Les États-Unis ont annoncé mercredi avoir « saisi » dans l’Atlantique Nord un pétrolier battant pavillon russe qui était poursuivi depuis plusieurs jours par les garde-côtes américains dans le cadre du blocus de Washington visant des pétroliers liés au Venezuela.
« Le département de la Justice et le département de la Sécurité intérieure, en coordination avec le département de la Guerre, ont annoncé aujourd’hui la saisie du Bella 1 pour violation de sanctions américaines », a écrit sur X le commandement militaire américain pour l’Europe.
L’opération intervient quelques heures après des informations de presse selon lesquelles la Russie a envoyé au moins un bâtiment de sa marine pour escorter ce navire.
L’opération américaine est menée par des gardes-côtes alors que des navires militaires russes se trouvent à proximité, affirme l’agence Reuters, qui a révélé l’information, confirmée depuis par CNN et Fox News.

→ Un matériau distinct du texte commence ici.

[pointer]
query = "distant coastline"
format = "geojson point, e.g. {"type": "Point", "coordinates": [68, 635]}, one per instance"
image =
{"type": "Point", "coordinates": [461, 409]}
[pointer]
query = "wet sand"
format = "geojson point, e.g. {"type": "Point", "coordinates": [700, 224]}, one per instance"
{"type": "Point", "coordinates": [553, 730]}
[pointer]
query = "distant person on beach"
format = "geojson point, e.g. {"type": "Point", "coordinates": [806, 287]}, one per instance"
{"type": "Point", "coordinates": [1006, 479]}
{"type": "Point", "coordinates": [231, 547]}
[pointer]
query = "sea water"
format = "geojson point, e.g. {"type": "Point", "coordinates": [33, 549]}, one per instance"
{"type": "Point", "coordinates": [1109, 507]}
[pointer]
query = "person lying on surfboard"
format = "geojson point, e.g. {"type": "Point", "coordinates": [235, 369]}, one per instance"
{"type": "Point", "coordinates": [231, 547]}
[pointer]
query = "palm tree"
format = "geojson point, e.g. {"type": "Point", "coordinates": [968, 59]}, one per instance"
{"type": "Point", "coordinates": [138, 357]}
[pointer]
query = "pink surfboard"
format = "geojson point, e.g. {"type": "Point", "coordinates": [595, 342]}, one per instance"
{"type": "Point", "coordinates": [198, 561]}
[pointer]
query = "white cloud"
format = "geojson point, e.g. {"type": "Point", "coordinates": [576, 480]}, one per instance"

Le média russe RT a publié des photos présentées comme montrant un hélicoptère militaire au-dessus du navire, en pleine mer.
Le Bella 1 est sous sanctions américaines depuis 2024 pour ses liens présumés avec l’Iran et le groupe chiite libanais Hezbollah.
Rebaptisé depuis peu Marinera et battant désormais pavillon russe, il se trouvait mercredi vers 7 h GMT dans la zone économique exclusive de l’Islande, après une traversée de l’océan Atlantique dans les eaux internationales, selon les données de suivi maritime de Bloomberg.
Il était poursuivi depuis le 21 décembre par les gardes-côtes américains alors qu’il était en route pour le Venezuela et ne transportait pas de cargaison, selon le site spécialisé TankerTrackers.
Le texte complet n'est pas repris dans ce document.